Security

last person joined: yesterday 

Forum to discuss Enterprise security using HPE Aruba Networking NAC solutions (ClearPass), Introspect, VIA, 360 Security Exchange, Extensions, and Policy Enforcement Firewall (PEF).
Back to discussions
Expand all | Collapse all

PCoIP & Virtual Desktop Issues

This thread has been viewed 0 times

  • 1.  PCoIP & Virtual Desktop Issues

    Posted Dec 06, 2012 04:20 PM

    We have recently run into a problem with our BYOD users connecting to the Virtual Desktop environment and I thought I would share the symptoms of this issue.

     

    All of our BYOD devices connect via our wireless guest network and terminate on an anchor controller in our DMZ. From here, there are firewall policies that permit ports 443tcp, 4172tcp, & 4172udp in both directions.

     

    Symtoms:

    • Users from guest wireless would connect but get black screen (not painting) - iPad users would get the message “Desktop Loading Warning. Your desktop is loading too slowly” - XP users were not able to get a desktop at all
    • Users from Internet  were able to connect with no issues (these users would traverse the same firewall policy as guest users)

     

    I found an article here that recommends the PCoIP MTU size to be at least 1300 bytes to avoid fragmentation. As you may already know, the GRE tunnels by default between Aruba controllers are 1100. 

     

    Fixes:

    • Adjust the GRE tunnels between the local controller and DMZ controller to 1400, or something greater than 1300 + overhead. This would be a more temporary solution as it is not the default setting.
    • Adjust the MTU size on the Virtual Desktop side to something lower than 1100-overhead.

    Has anyone else ran into this issue? Fixes?

     

     



  • 2.  RE: PCoIP & Virtual Desktop Issues

    EMPLOYEE
    Posted Dec 06, 2012 11:47 PM

    Please do a wired packet capture to determine  what is happening.
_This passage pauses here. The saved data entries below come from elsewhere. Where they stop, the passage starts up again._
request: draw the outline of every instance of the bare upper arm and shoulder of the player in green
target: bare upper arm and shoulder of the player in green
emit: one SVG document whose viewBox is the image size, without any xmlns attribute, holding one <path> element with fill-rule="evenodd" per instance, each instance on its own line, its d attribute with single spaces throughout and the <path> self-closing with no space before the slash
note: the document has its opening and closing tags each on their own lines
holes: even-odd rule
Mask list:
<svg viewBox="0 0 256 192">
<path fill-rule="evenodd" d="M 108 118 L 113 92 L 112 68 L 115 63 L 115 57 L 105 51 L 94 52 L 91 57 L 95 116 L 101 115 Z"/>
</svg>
  • 3.  RE: PCoIP & Virtual Desktop Issues

    Posted Dec 07, 2012 06:55 AM

    We did a packet capture on a working device and a non-working device. We see bi-directional traffic and the only difference is truly the packet size which is around 1000-1040 byte size over the Aruba GRE.



  • 4.  RE: PCoIP & Virtual Desktop Issues

    EMPLOYEE
    Posted Dec 07, 2012 06:58 AM

    That is important information.  I would open a case with your Virtual Desktop vendor and present your findings.  They would have much more pertinent information about the application behavior and what causes it.

     



  • 5.  RE: PCoIP & Virtual Desktop Issues

    Posted Dec 07, 2012 08:10 AM

    I've found it to be industry standard to change the MTU settings on the network prior to making and adjustments to the application. In this case, the vendor recommends the same as smaller packet size could impact performance. We will update this thread once a decision is made on which direction we proceed with.

     

    Curious if anyone has seen issues with this and direction they took?



  • 6.  RE: PCoIP & Virtual Desktop Issues

    EMPLOYEE
    Posted Dec 07, 2012 08:14 AM
    @euskodiac wrote:

    I've found it to be industry standard to change the MTU settings on the network prior to making and adjustments to the application. In this case, the vendor recommends the same as smaller packet size could impact performance. We will update this thread once a decision is made on which direction we proceed with.

     

    Curious if anyone has seen issues with this and direction they took?

    Quite honestly, I don't know what the industry standard is, but I know that if an application does not work like it should, the manufacturer should say what is deficient and then fixes can be made based on their recommendation.  If you change the MTU in the network and other applications or other functionality breaks, you can hold the manufacturer responsible for their recommendation.

     

    It would be very interesting to see if any others have this issue.